In ajet/task_judge/env_service_as_judge.py, we read the reward signal from the environment via env.evaluate(...).

You can also refer to this file to implement your own Judge for your specific task.

3.3 Configuration Details

Copy and modify the key parameters in tutorial/example_appworld/appworld.yaml. The parts most relevant to this document are marked with in the yaml file:

Read tasks (corresponding config field: ajet.task_reader)
Define the workflow (corresponding config field: ajet.rollout.user_workflow)
- Example: if the AgentScope workflow is defined in the ExampleAgentScopeWorkflow class in tutorial/example_appworld/appworld.py
- Then set ajet.rollout.user_workflow = "tutorial.example_appworld.appworld->ExampleAgentScopeWorkflow"
Define the scoring function (corresponding config field: ajet.task_judge.judge_protocol)
- Example: ajet.task_judge.judge_protocol = "ajet.task_judge.env_service_as_judge->EnvServiceJudge"
Specify the model (corresponding config field: ajet.model.path)

ajet:
  project_name: example_appworld
  experiment_name: "read_yaml_name"
  task_judge:
    # [key] Implement and select the evaluation function
    judge_protocol: ajet.task_judge.env_service_as_judge->EnvServiceJudge
  model:
    # [key] Set the model to be trained
    path: YOUR_MODEL_PATH
  rollout:
    # [key] Implement and select the Agent
    user_workflow: tutorial.example_appworld.appworld->ExampleAgentScopeWorkflow
    force_disable_toolcalls: True
  debug:
    debug_max_parallel: 1
    debug_first_n_tasks: 1

4. Results

4.1 Training Curve

Training curve (small batch)

Visualization: Training curves are generated by SwanLab. See Visualization Tools for setup and usage.

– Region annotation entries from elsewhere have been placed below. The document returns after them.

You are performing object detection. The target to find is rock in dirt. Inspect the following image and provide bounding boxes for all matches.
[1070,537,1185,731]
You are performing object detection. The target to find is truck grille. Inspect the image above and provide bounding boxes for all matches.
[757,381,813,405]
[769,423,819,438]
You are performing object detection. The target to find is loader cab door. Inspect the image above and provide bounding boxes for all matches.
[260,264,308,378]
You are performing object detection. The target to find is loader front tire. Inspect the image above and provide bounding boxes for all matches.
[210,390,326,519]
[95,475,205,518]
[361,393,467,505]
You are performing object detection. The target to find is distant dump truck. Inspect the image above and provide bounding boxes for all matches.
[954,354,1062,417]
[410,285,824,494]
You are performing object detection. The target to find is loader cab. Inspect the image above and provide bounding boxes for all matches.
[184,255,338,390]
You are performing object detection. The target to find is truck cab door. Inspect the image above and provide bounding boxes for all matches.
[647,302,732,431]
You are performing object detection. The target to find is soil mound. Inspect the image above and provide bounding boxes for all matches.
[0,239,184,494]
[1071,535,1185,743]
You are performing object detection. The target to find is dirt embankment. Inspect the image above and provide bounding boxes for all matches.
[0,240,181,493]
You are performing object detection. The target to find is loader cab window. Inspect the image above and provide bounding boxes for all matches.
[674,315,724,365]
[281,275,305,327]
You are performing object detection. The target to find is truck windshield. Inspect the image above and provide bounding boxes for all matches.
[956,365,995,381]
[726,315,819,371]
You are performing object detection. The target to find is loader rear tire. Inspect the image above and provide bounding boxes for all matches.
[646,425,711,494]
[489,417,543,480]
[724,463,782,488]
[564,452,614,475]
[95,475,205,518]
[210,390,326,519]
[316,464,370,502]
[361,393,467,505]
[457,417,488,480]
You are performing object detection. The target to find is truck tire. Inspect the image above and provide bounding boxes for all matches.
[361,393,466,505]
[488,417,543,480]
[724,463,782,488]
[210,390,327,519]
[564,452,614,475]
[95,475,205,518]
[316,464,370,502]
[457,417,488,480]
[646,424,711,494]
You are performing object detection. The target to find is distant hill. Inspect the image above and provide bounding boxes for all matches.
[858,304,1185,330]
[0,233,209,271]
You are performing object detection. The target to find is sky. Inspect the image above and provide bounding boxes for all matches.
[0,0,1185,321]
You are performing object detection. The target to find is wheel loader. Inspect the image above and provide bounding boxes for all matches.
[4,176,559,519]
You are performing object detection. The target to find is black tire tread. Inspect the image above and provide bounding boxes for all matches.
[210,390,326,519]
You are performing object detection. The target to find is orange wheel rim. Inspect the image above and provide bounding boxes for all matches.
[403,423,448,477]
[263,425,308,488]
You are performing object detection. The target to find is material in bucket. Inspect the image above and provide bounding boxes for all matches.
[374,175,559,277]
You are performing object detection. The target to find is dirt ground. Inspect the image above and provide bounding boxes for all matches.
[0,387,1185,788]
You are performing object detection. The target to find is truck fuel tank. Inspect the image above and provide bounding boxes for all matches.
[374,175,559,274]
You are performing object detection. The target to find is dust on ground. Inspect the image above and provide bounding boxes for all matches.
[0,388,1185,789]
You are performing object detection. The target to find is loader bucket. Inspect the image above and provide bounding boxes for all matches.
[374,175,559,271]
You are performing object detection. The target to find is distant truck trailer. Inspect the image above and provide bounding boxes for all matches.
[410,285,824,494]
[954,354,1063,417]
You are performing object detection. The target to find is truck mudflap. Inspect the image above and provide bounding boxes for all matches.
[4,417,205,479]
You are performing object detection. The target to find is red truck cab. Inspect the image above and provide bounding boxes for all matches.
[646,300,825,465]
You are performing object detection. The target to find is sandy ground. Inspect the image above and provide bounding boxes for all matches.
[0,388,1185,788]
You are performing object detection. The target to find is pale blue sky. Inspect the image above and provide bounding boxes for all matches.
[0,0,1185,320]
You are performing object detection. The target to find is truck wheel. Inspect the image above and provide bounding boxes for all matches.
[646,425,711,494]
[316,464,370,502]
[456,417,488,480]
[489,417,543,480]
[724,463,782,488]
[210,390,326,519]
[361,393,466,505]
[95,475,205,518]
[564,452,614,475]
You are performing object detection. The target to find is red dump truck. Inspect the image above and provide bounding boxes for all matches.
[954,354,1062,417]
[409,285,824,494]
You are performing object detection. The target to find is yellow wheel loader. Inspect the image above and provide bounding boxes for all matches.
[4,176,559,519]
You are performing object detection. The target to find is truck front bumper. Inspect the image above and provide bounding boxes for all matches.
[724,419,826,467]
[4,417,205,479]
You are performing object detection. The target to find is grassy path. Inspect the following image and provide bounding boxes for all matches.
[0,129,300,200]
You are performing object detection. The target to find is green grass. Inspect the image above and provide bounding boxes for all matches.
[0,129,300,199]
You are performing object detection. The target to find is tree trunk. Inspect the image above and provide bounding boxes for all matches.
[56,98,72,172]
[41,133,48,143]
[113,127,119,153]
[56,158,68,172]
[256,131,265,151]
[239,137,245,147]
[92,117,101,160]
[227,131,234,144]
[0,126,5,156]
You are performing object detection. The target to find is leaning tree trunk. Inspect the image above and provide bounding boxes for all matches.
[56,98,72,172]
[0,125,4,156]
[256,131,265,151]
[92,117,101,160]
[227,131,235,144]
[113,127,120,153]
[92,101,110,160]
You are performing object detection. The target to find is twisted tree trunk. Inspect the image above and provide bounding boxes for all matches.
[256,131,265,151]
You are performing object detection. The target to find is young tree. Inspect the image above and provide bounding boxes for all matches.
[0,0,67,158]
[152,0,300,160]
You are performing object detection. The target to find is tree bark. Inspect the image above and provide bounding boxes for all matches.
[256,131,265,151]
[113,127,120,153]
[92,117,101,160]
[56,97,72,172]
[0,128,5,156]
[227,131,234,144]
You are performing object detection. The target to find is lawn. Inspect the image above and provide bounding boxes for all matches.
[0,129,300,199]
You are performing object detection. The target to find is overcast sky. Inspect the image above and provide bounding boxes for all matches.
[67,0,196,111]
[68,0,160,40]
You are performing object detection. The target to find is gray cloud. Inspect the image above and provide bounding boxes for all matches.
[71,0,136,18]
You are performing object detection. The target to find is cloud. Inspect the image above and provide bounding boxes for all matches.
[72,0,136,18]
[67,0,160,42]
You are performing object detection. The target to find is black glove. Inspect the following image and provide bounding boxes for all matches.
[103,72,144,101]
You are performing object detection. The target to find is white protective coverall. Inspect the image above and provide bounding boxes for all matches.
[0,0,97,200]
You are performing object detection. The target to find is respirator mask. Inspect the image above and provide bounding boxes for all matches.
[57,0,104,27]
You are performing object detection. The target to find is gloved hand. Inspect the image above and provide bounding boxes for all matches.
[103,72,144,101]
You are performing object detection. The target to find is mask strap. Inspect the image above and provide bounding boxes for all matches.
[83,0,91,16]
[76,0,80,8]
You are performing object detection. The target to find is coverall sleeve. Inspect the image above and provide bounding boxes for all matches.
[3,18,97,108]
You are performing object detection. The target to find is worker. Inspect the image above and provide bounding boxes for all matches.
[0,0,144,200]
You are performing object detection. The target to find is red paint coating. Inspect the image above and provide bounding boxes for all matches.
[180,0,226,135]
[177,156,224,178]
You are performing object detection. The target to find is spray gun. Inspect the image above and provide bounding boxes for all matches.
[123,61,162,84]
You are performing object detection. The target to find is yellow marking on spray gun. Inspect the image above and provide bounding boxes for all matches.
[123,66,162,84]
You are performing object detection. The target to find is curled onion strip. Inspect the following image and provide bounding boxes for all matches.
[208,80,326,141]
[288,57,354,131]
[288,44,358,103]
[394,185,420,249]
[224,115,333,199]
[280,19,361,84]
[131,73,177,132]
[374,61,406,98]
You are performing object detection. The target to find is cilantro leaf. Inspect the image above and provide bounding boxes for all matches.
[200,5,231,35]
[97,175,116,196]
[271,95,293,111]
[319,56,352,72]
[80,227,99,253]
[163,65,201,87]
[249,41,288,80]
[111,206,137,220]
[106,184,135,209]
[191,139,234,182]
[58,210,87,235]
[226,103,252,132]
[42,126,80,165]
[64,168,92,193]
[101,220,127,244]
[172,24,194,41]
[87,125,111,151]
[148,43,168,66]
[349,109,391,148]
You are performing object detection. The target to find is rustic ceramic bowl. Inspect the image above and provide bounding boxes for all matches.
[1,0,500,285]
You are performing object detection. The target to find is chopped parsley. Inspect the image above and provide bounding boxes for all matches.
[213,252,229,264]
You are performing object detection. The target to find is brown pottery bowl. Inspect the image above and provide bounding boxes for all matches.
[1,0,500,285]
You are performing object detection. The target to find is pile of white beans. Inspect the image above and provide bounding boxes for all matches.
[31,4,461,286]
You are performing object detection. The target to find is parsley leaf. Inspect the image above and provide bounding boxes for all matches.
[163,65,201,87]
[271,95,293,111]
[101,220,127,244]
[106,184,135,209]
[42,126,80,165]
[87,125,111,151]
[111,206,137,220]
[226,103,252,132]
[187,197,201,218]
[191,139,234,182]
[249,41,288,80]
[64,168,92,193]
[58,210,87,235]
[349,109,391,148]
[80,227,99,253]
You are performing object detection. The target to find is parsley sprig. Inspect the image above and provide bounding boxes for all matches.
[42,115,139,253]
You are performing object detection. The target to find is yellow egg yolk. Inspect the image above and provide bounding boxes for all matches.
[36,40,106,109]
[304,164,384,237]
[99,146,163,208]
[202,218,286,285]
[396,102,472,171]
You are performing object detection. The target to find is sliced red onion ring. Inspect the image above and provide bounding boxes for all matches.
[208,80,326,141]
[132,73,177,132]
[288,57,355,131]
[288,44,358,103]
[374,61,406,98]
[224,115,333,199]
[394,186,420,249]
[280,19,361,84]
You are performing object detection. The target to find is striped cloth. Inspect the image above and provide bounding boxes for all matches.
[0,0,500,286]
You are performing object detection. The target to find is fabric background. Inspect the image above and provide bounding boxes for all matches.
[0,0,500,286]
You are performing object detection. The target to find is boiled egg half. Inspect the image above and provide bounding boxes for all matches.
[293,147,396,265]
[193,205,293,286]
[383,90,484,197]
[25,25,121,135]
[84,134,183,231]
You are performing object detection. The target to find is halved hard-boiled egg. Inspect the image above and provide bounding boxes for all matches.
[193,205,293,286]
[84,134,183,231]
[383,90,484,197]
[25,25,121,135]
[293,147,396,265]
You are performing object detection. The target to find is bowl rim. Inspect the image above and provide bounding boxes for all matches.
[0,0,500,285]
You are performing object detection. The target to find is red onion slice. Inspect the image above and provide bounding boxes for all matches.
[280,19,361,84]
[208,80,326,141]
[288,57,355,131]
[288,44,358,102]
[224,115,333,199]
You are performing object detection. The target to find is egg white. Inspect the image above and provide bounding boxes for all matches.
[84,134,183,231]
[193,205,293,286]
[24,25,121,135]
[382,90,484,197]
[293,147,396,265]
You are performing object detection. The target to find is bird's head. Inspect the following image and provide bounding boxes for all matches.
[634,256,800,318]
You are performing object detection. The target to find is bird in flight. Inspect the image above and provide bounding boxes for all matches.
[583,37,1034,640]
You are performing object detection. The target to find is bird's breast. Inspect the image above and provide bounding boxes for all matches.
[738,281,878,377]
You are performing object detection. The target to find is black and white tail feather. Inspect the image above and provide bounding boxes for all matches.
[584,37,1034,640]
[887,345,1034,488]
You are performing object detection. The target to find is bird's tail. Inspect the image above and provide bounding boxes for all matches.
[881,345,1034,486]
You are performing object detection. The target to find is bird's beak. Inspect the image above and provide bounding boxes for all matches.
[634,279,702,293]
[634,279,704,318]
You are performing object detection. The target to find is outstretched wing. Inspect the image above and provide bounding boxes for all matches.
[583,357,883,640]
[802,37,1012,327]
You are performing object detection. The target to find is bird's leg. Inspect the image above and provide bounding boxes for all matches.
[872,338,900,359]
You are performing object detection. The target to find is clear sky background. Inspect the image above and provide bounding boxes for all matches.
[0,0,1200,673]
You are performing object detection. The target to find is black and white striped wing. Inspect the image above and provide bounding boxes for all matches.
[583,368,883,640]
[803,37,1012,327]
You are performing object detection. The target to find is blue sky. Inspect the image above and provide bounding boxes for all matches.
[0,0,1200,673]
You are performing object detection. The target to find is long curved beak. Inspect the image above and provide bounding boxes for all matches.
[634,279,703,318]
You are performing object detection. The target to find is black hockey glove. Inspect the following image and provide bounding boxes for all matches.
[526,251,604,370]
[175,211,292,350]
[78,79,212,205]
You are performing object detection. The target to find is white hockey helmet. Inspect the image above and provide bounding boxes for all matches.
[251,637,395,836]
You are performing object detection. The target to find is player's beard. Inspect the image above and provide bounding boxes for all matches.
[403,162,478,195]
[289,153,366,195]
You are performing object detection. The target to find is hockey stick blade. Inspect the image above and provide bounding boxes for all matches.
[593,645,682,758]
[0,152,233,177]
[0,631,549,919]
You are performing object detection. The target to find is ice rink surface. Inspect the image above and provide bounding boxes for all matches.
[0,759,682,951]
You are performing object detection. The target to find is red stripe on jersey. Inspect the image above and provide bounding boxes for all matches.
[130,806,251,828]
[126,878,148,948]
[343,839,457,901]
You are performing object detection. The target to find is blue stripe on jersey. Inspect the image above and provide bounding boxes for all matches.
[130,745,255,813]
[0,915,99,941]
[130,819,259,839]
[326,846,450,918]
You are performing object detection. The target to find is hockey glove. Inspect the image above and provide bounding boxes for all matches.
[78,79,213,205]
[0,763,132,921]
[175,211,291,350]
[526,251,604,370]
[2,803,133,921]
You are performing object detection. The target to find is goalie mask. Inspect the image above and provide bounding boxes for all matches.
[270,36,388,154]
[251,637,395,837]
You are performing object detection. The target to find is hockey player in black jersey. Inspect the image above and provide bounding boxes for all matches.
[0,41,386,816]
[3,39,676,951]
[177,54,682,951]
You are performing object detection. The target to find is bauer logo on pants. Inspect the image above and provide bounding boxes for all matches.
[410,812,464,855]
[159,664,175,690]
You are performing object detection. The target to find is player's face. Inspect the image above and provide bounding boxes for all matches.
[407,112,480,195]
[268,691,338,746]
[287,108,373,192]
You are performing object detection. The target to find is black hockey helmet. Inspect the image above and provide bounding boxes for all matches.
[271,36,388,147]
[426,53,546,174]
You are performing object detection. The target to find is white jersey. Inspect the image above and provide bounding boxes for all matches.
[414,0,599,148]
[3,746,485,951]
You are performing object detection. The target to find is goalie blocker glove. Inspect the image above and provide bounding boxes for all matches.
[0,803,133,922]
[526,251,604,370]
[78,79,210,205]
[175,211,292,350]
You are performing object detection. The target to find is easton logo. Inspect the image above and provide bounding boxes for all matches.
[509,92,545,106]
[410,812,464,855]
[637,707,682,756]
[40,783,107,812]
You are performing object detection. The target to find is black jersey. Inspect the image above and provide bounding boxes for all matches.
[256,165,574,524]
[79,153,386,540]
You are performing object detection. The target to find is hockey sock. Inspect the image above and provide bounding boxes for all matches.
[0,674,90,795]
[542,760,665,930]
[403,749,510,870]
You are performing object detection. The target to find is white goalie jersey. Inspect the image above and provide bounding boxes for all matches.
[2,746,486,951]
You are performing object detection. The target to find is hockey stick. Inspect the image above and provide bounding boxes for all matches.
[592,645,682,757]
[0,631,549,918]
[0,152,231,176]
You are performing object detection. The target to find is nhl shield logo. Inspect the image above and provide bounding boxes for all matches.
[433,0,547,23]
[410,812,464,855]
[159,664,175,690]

As training progresses, reward increases. This usually means the agent becomes more stable on two things:

Following correct API protocols: it learns to look up API documentation before calling, and uses valid API endpoints instead of hallucinating non-existent ones.
Completing multi-step workflows: it can properly obtain access tokens and chain multiple API calls to accomplish complex tasks.

4.2 Case Study

Before tuning:

Frequently call non-existent APIs

Before tuning

The agent hallucinates API names without checking whether they exist, leading to repeated failures.

Fail to follow the instructions to obtain an access token

Before tuning

The agent attempts to call protected APIs without first obtaining the required access token, resulting in authentication errors.

After tuning:

Look up the API documentation first, and learn to use valid APIs

After tuning

The agent now checks available APIs before making calls, avoiding hallucinated endpoints.

Learn to obtain an access token correctly

After tuning

The agent properly handles the authentication step before accessing protected APIs.

Token-level Visualization: These detailed logs are generated by Beast-Logger. See Beast-Logger Usage for more details.